Senang sekali menemukan film yang sedikit mengupas budaya Batak. Apalagi sebagai perempuan Jawa yang memiliki ayah mertua Batak. Sayangnya ayah belum sempat mengajarkan budaya Sumatera Utara itu ke cucu-cucunya...

Di film ini misalnya, saya baru melihat orkestra Batak. Saya tak mengenal alat-alat musiknya. Tak pernah terpikirkan. Padahal bukannya belum pernah mendengar lagu Batak.

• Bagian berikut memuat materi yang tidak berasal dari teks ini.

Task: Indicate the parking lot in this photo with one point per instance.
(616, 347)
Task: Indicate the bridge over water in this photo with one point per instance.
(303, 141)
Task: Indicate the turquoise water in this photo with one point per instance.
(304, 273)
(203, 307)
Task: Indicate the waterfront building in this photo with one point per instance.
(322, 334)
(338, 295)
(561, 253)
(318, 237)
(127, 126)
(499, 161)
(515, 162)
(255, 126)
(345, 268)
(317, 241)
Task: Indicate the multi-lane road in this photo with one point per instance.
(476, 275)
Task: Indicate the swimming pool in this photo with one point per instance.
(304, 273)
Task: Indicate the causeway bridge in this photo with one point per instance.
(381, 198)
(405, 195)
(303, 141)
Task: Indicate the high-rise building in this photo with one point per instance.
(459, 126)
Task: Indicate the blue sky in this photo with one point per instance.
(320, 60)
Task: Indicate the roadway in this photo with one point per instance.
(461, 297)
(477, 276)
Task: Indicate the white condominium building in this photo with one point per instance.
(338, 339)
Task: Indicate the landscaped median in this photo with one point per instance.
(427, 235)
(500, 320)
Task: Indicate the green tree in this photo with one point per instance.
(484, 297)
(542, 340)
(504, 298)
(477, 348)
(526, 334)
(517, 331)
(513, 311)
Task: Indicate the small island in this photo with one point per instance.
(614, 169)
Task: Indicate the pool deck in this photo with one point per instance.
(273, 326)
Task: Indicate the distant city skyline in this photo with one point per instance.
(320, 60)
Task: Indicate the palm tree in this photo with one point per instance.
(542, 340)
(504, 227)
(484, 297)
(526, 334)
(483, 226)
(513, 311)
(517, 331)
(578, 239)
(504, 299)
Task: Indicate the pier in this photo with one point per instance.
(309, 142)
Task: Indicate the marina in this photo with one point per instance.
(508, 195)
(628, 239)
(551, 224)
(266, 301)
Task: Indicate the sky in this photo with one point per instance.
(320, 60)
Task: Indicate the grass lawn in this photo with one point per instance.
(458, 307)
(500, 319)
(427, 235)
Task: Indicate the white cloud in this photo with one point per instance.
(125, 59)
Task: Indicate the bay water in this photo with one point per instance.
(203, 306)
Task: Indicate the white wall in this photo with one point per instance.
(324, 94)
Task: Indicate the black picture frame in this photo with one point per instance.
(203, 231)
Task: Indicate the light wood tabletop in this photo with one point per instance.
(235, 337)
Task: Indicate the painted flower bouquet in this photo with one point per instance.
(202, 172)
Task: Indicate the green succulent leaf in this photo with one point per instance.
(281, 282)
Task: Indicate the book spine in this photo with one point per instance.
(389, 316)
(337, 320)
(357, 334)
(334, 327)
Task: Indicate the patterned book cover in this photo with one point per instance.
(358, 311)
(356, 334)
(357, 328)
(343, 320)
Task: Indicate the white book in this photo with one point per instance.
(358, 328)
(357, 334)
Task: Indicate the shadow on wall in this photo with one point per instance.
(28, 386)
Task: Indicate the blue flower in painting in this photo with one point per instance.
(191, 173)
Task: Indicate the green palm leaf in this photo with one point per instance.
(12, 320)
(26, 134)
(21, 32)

Bahkan saya hafal "Nasonang Do Hita Nadua" meski tak mengerti artinya...

Saya tidak mengerti pemilihan judulnya yang Ngeri-Ngeri Sedap. Apanya yang bikin ngeri? Dan saya tak melihat di mana sedapnya...

Mungkin ngerinya di sisi Pak Domu dan Mak Domu yang takut ketahuan bohong. Atau ngerinya keluarga Domu kalau sampai berita rencana perceraian ini sampai terdengar orang luar. Dalam adat Batak, perceraian adalah hal yang tabu. Demikian juga dalam agama Kristen, tak istilah kata cerai...

Menyembunyikan rahasia ini menjadi intrik sepanjang film. Bagaimana Pak Domu dan Mak Domu berpura-pura marahan di depan anak-anak untuk menguatkan kebohongan rencana perceraian. Bagaimana mereka jaim di hadapan pendeta dan ibu Pak Domu agar rencana itu tak terlihat. Lagipula, rencana pura-pura juga...

Tentu tak sulit bagi Pak Domu dan Mak Domu untuk tetap mesra. Tetap rukun, saling mendukung dalam segala rangkaian acara sulang-sulang pahompu. Lebih sulit untuk Mak Domu menahan diri meluapkan kerinduan pada anak-anaknya. Sulit untuk berpura-pura sedih dan tertekan karena rencana perceraian, saat bahagia bertemu buah cintanya...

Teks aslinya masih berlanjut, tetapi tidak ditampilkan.